Those of you who don't get the newspaper just have to trust me: The headline in today's story by Rick Weiss about a new technique reads Stem Cells Created With No Harm To Human Embryos. Look for the story online, however, and you get New Method Makes Embryo-Safe Stem Cells. At least at the moment. Why the change? Probably this:
Lanza and his team started eight months ago with 16 embryos donated by fertility clinic patients. Each embryo consisted of about eight cells. The researchers took not just one cell from each, but as many as they could get -- destroying some of the embryos and ending up with 91 cells.
The story is about a company called Advanced Cell Technology and lead researcher Robert Lanza, who say they have developed a method that can create embryonic stem cells without destroying the embryos. Except some were destroyed this time. Note the very careful lede:
Scientists have for the first time grown colonies of prized human embryonic stem cells using a technique that does not require the destruction of embryos, an advance that could significantly reshape the ethical and political debates that have long entangled the research.
Does not require the destruction of embryos although some were, this time. There's something... insincere about a researcher destroying human life to develop a technique whose main advantage is that it doesn't destroy human life. And Wesley Smith says the research is being misreported (hat tip Amy Welborn):
Alright, I have read the Nature article and the breathless stories in the media about how the embryonic stem cell debate is over because ES cell lines can be obtained without destroying embryos. I have three preliminary words in response: Ba Low Nee. What is being reported in the MSM and what is actually written up in Nature appear to be not the same thing at all.
He's calling around and plans an update.
My usual complaint about Weiss's stem-cell coverage applies: There is no mention of adult-stem cell art, which is far more advanced than embryonic technologies and doesn't kill anyone. So when Weiss quotes stem cell research John Gearhart:
"You have to remember that all this talk of protecting embryos is being done against the background of the routine throwing away of embryos" at clinics, Gearhart said.
I want to say you have to remember that all this talk of the wonders of embryonic stem cells is done against the background of non-embryonic techniques techniques that are helping people today, show promise for doing far more and don't include the downer of killing anyone. Meanwhile Gearhart thinks it's just fine to tear apart embryos for research, and that's done against the background of this.

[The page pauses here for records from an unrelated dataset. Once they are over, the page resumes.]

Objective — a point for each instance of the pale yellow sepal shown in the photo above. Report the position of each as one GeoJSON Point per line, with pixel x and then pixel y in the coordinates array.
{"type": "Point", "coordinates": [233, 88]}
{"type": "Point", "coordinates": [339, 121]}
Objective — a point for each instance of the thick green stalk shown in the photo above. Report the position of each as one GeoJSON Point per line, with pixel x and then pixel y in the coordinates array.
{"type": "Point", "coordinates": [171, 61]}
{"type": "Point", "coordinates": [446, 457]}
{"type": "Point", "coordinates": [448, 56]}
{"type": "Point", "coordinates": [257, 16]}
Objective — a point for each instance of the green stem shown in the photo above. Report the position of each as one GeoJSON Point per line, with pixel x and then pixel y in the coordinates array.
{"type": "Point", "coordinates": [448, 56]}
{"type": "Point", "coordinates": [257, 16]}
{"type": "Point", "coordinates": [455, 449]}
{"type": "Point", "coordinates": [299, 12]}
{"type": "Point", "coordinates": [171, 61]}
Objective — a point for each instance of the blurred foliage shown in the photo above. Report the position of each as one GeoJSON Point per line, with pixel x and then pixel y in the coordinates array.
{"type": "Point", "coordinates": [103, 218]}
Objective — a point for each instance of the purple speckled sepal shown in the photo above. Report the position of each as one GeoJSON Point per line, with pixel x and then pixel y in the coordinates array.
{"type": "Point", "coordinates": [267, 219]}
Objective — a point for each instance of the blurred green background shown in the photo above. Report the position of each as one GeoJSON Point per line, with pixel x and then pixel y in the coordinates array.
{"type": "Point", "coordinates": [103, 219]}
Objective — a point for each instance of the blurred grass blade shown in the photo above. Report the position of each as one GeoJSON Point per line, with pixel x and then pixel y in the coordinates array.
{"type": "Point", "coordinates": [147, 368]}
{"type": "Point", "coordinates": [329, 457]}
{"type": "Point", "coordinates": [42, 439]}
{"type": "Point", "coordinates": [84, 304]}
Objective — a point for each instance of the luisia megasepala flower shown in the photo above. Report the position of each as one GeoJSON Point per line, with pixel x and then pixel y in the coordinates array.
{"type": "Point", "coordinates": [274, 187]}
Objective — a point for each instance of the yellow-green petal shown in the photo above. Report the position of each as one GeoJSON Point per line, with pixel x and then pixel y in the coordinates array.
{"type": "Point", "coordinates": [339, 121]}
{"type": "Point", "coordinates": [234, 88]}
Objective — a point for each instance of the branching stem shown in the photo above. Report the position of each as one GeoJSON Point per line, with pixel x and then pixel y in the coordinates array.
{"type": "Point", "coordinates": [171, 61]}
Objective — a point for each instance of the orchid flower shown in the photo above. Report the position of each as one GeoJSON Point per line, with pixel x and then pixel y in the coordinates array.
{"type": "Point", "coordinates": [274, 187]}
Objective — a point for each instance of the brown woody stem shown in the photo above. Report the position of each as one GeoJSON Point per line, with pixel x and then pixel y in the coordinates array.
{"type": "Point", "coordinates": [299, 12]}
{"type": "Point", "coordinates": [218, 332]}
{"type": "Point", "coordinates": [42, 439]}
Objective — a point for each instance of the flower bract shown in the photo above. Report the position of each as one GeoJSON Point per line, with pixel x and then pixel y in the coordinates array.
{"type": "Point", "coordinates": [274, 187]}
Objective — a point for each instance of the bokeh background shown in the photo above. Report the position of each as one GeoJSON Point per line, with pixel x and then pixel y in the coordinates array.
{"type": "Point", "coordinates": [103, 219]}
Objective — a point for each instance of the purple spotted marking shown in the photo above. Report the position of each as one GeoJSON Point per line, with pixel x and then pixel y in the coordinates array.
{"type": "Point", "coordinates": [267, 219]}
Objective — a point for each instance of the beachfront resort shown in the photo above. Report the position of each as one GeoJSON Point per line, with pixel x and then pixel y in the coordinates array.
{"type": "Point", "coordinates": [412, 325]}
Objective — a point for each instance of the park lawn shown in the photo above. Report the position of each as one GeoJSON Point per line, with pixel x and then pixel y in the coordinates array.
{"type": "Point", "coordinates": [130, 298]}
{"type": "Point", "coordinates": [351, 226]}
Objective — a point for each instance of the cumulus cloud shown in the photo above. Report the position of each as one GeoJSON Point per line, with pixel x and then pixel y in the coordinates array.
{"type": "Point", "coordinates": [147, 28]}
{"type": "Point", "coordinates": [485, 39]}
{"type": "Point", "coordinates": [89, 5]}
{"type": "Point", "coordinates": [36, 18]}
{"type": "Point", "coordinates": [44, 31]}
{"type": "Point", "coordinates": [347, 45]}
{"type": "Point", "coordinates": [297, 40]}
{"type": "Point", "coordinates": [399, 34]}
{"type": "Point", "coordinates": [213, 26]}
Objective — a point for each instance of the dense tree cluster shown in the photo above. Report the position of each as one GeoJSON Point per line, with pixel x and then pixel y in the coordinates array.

Update: Here's a link at Nature.com to a summary of the full paper (the latter is available to subscribers). The following from that summary seems to contradict Weiss's statement that only some of the embryos were destroyed for this research:
Since then the team has taken cells from 16 spare IVF human embryos, and put them into culture. From a total of 91 cells, the researchers grew two embryonic stem-cell lines that have survived for eight months so far and are able to form different types of tissue. In the experiment, the embryos were dismantled cell by cell; but other embryos should survive the extraction of a single cell, just as they do in preimplantation genetic diagnosis.